Origin of the Metaphysics of the Living: From Plato to De Anima 2.5
Keywords:
Plato, Aristotle, Act, Potency, Psychology, Personal development, Actualization, EmergenceAbstract
This study is developed in three stages beyond the introduction and concluding observations : the first stage is a collection of passages from Clitophon, Philebus, Euthydemus, and Theaetetus, in which the attempt is made to explain the diversity of acts in the exercise of human faculties in view of the “good life.” In the second stage, we will analyze fr. 14 of Protrepticus and will discover both the parallelisms with Platonic works and the Stagirite’s original developments. The most important novelties concern the creation of a general language, with which to refer to the activities of the soul, based on act and potency, and the analogical application of terms to describe the very different realities among them.

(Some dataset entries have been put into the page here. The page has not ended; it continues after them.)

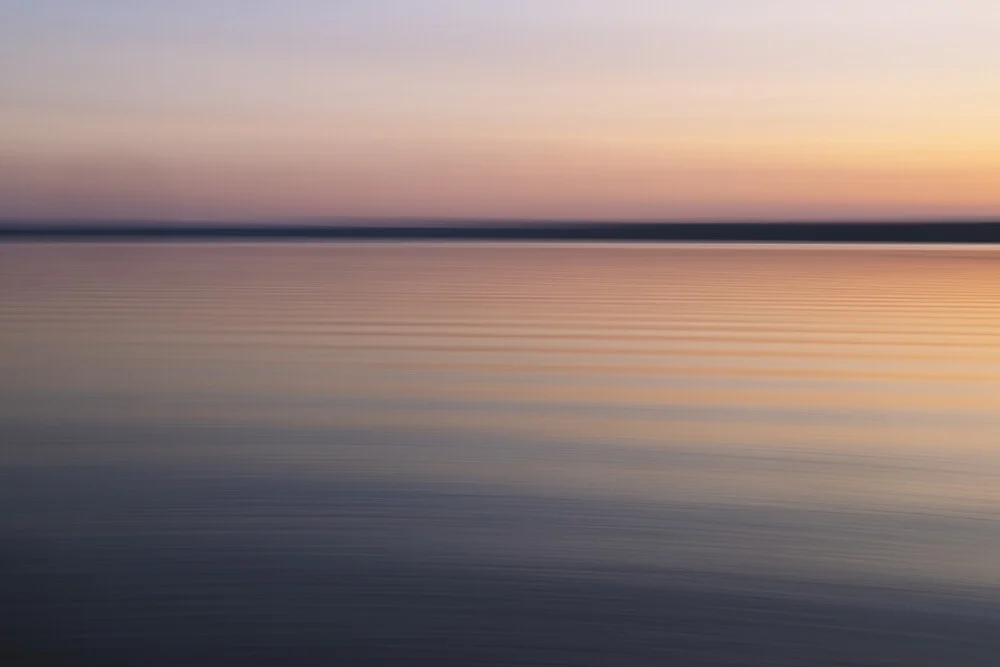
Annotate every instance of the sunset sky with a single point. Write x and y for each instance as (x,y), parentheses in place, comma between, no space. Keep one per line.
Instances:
(610,109)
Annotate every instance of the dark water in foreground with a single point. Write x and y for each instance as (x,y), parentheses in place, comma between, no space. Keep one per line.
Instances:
(365,454)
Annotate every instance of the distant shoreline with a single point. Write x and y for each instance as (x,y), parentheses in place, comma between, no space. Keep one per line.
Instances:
(746,232)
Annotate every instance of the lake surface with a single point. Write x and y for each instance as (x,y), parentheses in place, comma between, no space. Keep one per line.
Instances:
(416,454)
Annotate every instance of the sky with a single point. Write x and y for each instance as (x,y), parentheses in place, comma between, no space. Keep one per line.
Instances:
(545,109)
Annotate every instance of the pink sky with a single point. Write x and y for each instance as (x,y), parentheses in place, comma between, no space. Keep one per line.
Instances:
(639,109)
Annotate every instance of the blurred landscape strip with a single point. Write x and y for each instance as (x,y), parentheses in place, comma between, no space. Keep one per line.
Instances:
(940,231)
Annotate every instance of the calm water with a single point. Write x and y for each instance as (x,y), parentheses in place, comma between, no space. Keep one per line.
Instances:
(376,454)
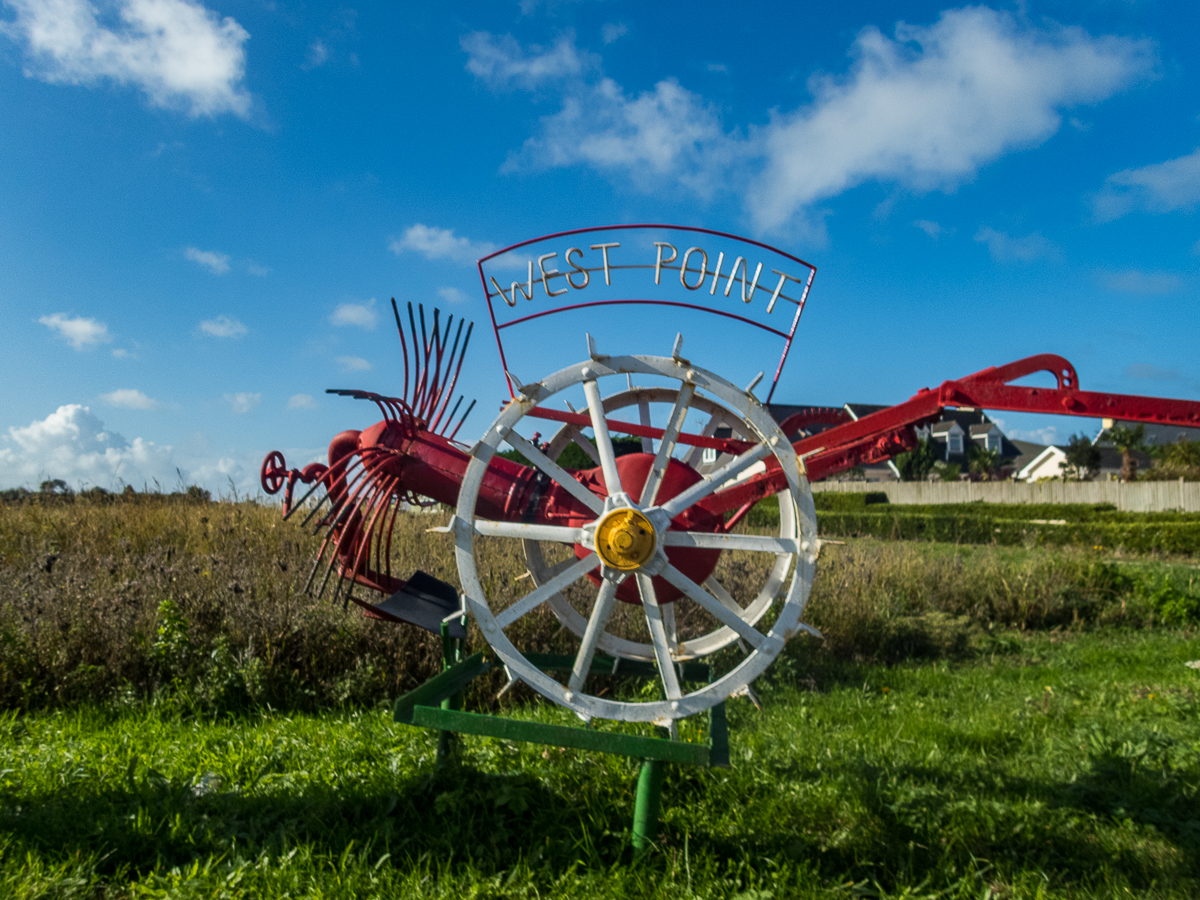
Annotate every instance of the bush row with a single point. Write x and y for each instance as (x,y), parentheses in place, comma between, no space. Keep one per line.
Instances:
(1174,538)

In the third part, the fundamental passages from Book II from De anima are studied in order to arrive at Chapter 5’s distinctions on alteration and passion in light of the discoveries concerning the different states of activities in living beings. Given the richness and complexity of the texts in the third part, a way of exposition was chosen so as to compare the principal ideas. We wanted, however, to make reference to the recent debates regarding the questions at hand (the functionalism of Nussbaum-Putnam ; the debate between Sorabji and Burnyeat ; Heinaman) to underline the importance of a more open interpretation of the foundations of a metaphysics of the living, which is capable of understanding their development as growth towards one’s perfection.